As I got older, I realized how the Mexican culture has shaped my own, and I began to appreciate my heritage. I've since reconciled the differences I had with my neighbors, but I don't know if they have ever reconciled their differences with me. My brother, sister, and I would always be the indulged, slightly naive, rich kids who went to their fancy private school and who couldn't speak a lick of Spanish.

I am Mexicana and caucasian; both, yet neither. My non-latino friends identify me as latina. To some of my Mexican friends, however, my siblings and I were...something else. We had enough characteristics to relate to many, but enough to make us "kinda wierd" regardless of our company. For example:

My father taught Kindergarten and my mom stayed at home with us. They did not wake up at the break of dawn to pick strawberries. We primarily spoke English, though my parents are both bilingual. We went to an expensive school that our neighbors couldn't afford, my dad played folk songs for us on his banjo, I wanted to wear "skater shoes"...etc.

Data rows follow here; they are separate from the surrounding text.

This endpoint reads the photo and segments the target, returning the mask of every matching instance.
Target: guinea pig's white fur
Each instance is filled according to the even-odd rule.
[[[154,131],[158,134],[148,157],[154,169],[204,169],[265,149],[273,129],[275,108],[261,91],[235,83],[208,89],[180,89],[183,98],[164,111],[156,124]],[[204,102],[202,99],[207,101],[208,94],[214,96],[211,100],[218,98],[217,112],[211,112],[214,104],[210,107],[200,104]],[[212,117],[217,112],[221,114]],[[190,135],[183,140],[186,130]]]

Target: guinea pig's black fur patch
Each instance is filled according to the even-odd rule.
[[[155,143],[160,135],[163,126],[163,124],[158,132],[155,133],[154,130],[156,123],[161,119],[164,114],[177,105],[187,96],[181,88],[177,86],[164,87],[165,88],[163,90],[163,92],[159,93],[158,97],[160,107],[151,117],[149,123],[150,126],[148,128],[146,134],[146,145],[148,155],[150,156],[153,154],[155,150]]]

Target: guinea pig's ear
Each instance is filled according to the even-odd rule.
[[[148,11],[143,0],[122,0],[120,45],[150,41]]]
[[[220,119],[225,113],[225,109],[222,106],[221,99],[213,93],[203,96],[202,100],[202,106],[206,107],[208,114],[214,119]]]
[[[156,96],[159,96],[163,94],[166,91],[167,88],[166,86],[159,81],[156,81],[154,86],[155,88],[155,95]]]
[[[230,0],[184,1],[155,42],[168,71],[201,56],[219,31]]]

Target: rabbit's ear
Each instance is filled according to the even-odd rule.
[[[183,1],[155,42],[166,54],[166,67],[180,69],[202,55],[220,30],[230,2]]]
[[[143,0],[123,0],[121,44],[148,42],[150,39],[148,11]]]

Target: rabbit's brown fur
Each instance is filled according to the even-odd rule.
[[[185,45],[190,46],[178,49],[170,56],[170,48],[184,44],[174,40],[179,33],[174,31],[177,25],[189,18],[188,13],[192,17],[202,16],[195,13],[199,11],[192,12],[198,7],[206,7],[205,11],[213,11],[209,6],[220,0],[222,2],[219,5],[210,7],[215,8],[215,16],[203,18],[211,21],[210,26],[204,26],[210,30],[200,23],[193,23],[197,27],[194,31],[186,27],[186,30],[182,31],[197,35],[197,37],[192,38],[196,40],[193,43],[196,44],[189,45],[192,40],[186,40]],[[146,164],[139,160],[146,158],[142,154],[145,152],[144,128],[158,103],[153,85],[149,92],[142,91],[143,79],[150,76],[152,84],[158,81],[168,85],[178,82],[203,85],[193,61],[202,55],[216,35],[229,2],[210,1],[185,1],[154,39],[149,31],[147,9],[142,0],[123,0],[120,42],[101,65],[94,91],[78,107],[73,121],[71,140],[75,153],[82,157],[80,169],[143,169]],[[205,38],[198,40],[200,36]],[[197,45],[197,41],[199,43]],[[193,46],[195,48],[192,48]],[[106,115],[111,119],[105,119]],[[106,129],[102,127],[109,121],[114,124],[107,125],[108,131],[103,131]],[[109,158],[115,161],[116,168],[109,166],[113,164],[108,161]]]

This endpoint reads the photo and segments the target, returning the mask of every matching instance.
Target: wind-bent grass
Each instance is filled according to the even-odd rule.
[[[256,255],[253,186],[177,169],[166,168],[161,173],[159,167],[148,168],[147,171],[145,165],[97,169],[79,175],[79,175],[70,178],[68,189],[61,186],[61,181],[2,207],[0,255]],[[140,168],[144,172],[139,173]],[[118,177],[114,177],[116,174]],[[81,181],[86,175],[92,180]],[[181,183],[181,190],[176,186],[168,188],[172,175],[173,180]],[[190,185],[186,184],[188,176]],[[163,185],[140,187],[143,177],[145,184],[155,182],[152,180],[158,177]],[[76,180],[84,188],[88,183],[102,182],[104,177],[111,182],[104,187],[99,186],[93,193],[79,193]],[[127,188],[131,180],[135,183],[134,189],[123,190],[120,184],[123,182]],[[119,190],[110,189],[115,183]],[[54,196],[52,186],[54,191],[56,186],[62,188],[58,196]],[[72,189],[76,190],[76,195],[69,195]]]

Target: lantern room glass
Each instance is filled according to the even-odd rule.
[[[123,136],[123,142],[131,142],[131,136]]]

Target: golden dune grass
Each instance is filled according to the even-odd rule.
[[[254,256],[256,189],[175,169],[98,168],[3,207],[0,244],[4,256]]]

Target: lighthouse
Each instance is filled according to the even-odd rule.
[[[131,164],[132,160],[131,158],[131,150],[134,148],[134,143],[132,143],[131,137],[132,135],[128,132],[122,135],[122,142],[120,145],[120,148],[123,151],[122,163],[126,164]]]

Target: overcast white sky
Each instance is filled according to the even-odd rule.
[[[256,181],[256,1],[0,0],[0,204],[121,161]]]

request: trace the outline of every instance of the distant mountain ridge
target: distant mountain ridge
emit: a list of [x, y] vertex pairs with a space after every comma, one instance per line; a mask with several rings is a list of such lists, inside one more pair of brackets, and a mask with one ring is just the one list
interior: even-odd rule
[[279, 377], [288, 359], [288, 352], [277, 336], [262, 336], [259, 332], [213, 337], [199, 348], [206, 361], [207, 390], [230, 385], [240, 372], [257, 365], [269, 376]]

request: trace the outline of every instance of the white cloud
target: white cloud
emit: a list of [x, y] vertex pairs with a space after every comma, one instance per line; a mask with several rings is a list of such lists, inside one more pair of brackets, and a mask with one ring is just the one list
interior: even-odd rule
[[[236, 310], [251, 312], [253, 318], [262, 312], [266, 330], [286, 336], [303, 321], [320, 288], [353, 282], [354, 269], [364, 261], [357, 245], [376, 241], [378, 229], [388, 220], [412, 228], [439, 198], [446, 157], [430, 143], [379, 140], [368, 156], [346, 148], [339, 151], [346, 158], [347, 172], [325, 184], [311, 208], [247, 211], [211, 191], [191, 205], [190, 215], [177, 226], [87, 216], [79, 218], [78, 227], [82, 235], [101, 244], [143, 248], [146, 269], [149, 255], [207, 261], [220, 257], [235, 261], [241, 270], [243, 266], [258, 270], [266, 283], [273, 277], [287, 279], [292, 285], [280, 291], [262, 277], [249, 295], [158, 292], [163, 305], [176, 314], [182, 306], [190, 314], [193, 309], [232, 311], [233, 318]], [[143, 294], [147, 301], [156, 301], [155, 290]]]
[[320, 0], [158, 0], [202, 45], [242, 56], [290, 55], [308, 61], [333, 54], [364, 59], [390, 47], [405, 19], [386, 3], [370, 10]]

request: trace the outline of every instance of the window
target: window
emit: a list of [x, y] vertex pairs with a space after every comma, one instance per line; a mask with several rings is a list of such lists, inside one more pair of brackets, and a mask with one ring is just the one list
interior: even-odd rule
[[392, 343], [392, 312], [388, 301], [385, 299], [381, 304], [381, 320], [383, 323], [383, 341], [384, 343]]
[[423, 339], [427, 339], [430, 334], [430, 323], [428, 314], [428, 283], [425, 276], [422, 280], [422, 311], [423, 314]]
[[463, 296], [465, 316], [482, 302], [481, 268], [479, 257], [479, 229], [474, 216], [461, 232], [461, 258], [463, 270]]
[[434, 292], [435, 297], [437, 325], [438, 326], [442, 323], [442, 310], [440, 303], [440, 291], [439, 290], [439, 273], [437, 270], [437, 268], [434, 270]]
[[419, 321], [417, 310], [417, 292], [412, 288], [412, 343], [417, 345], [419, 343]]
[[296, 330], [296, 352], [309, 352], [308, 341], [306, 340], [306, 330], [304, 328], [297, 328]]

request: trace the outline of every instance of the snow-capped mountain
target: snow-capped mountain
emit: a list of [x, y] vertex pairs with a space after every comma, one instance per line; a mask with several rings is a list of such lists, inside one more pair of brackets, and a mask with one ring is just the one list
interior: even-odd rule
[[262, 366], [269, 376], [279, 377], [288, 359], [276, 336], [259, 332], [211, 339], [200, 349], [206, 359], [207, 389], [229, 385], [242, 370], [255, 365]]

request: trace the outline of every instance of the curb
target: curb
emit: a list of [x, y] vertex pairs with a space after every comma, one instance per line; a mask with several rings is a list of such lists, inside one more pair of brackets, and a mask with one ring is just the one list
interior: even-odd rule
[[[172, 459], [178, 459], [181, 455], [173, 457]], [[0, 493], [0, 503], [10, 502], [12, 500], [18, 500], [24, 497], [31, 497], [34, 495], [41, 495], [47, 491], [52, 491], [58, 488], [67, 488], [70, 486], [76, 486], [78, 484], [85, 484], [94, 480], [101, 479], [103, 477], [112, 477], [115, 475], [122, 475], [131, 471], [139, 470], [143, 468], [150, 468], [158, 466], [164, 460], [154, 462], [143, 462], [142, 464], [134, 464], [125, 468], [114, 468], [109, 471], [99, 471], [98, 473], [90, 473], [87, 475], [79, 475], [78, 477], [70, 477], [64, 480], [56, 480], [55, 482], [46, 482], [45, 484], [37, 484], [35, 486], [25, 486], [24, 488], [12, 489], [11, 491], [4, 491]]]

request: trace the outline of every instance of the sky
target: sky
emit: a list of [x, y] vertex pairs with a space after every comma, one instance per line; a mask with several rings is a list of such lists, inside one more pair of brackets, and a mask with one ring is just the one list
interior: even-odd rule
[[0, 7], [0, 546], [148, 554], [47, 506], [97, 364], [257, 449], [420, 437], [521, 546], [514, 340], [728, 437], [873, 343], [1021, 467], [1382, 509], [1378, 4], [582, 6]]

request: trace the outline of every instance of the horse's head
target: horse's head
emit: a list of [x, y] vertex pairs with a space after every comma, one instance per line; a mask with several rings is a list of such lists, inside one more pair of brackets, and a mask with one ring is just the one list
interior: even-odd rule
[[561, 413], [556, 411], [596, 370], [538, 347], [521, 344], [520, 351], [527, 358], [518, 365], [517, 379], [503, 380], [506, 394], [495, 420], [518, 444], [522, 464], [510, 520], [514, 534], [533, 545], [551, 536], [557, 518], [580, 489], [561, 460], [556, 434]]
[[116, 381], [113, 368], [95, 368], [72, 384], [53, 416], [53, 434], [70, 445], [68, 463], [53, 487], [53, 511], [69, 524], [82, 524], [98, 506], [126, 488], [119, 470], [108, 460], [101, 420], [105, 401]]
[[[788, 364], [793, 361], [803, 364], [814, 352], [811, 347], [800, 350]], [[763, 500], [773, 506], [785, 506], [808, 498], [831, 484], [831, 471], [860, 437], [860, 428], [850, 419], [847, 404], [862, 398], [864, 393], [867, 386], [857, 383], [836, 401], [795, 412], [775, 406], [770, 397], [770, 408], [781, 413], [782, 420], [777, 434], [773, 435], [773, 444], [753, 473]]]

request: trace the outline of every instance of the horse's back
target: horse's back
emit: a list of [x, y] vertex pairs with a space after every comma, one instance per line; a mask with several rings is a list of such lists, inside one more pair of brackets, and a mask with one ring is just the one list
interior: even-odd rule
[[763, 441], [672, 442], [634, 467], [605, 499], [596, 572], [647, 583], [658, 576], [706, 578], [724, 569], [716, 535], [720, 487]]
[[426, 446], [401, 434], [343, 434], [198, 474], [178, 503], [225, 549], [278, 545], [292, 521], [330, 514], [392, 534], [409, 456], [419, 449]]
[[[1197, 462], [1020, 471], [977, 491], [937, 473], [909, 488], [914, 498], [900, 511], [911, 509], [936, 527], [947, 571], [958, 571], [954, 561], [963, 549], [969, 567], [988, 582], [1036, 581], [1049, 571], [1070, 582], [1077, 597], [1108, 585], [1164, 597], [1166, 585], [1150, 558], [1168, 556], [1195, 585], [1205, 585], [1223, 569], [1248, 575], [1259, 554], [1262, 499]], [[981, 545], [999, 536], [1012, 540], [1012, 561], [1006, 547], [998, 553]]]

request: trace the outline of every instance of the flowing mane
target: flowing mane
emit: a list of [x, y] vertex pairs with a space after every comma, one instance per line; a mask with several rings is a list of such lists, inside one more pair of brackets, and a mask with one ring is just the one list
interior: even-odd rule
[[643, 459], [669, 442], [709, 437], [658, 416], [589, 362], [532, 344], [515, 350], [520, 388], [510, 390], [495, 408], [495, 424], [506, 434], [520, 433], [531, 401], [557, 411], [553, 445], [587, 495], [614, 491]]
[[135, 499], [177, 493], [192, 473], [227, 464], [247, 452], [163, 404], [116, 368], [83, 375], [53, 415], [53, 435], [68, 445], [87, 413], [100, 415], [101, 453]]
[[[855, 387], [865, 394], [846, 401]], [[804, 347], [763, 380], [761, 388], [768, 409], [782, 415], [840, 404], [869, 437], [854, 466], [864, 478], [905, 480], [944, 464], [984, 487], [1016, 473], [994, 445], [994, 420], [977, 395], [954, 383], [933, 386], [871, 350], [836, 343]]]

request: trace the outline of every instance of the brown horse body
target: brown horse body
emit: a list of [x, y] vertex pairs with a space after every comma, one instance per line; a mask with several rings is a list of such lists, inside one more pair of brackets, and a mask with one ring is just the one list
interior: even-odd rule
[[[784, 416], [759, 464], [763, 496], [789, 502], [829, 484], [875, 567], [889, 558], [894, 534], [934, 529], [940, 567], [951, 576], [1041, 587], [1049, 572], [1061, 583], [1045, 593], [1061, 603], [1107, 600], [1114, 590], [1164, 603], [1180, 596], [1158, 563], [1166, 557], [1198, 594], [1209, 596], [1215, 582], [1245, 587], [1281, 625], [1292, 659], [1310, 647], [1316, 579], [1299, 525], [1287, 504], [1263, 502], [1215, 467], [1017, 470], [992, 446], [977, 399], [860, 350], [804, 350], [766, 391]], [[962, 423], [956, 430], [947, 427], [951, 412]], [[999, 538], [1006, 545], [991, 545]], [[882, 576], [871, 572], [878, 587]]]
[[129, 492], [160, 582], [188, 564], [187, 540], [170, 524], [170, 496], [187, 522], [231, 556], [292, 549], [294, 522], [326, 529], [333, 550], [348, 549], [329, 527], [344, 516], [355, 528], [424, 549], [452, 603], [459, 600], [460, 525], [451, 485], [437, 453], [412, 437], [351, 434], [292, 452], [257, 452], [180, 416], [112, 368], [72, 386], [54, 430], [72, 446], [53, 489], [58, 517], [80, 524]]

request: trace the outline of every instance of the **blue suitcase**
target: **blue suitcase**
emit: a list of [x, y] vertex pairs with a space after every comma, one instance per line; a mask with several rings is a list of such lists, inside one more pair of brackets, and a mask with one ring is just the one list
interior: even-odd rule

However, I do look Mexican. My mom does professionally dance baile folklorico. I do eat rice and beans and tortillas for dinner. I do answer to "mija". I did recieve my First Holy Communion in a very lacy dress, and I do put Tapatio on everything.

My siblings and I had a very rich childhood, in spite of the minor identity issues. We were often most content in hanging out with each other...or with our friends Marisa and Nicky who were also "half-breeds". I couldn't be happier to be Mexican, Polish, Indian (Eastern and Apache), Scottish, Welsh, and English. God is so creative. Since we are all made in His image, all people groups reflect Him in their own way. We have a lot to teach each other about God's character.

Which brings me to my conclusion: ultimately, my identity should not be in whether I am Mexican, white, female, rich, poor, what music I listen to, whether or not I eat meat, whether or not I voted for Bush, whether or not I am a good teacher, whether or not I am so pretty...etc. Rather, I am fearfully and wonderfully made in the image of God (Gen 1:27). I belong to Him and He loves me. Do I really understand who God is, and what this means concerning my identity? If so, I would not care that some kid once made fun of me trying to pronounce the word, "pajaro." The real question, is "How do I reflect Christ?" I need to daily remind myself towards what image I should really be striving.

Sunday, August 27, 2006

oopsidaisies

I had some technical difficulties with the last blog so I am starting fresh.